Inclusive, Accessible Tech: Bias-Free Language in Code and Configurations

About the talk: 

It's time to take the bias out of code, UI, docs, configurations, or our everyday language by ensuring we choose our words carefully to avoid harmful subtext or exclusion. We can do our part and take steps by examining assets from code to config files to API specifications to standards.

Heard of suss? You can suss out more information or you can find someone's information to be suss. "Suss" shows the flexibility of language. It’s an ongoing process to change how we use certain words. It's important to choose words carefully to convey the correct meaning and avoid harmful subtext or exclusion. Let's explore some of the tools and triage methods that it takes from an engineering viewpoint to make bias-free choices. How can you ensure that biased words do not sneak into code, UI, docs, configurations, or our everyday language?

First, let's walk through how to take an inventory of assets from code to config files to API specifications to standards.
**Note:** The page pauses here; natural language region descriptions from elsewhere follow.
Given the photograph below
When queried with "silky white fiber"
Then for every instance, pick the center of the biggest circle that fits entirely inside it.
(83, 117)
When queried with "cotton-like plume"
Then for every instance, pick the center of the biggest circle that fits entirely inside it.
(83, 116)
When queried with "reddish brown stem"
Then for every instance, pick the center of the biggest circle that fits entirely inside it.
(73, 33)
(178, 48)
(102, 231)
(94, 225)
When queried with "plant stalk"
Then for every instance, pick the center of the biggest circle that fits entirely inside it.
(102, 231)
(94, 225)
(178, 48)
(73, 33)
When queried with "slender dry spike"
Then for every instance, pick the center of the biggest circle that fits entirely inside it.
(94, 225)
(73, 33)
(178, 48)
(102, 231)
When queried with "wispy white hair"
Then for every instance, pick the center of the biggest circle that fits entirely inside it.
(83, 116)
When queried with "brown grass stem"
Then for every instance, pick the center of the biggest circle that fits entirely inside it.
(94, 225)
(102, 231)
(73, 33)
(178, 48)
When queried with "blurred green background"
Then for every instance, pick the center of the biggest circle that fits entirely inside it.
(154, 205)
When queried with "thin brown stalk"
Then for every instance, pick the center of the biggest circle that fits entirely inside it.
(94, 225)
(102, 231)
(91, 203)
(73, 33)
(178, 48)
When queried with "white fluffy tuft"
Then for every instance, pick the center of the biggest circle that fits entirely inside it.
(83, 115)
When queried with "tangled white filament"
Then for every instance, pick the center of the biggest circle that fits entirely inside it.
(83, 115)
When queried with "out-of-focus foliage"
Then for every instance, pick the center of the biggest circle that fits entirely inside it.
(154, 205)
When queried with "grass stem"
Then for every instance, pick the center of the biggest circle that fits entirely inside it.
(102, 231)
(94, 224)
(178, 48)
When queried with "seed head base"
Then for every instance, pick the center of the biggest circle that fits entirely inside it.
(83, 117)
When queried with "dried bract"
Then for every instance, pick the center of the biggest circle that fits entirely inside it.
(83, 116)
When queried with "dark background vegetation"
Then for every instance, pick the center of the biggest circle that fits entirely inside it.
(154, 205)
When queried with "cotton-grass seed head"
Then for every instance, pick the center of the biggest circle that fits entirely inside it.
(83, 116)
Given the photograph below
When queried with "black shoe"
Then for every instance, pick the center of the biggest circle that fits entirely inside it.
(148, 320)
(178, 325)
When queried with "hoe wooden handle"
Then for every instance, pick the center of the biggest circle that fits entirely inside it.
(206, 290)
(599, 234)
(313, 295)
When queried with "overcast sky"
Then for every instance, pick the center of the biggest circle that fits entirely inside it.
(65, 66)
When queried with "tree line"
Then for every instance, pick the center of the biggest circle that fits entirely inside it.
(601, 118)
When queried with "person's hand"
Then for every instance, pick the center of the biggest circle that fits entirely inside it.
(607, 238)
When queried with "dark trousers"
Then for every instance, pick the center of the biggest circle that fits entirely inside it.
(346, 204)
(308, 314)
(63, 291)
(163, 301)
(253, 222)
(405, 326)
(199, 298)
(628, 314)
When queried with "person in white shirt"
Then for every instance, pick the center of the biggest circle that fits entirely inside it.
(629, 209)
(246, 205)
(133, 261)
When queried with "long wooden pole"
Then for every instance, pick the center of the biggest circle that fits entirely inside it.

Next, by placing those findings into categories, prioritize the work to substitute with inclusive alternatives. Let's examine some examples using both API and code assets. Next is a demonstration of how to automate analyzing your source code or documentation with a linter, looking for patterns based on rules that are fed into the tool.

What's in the future for these efforts? Inclusive language should expand beyond English and North America efforts. To do so, let's organize the work with automation tooling, as engineers do.

About the author:

Anne Gentle is an industry-recognized author whose books promote collaboration among developers and writers. She works as a developer experience manager at Cisco DevNet, the developer program for Cisco platforms to connect, secure, and automate. With her team of experts, she supports developer tools for API design, developer documentation, and developer education including infrastructure integration. She wrote a book called Docs Like Code to demonstrate developer tools and workflows like GitHub and automated publishing and code integration, applied in the technical writing world. She proudly serves on the Workforce Advisory Committee at Austin Community College, pushing the field towards future opportunities in API and developer documentation.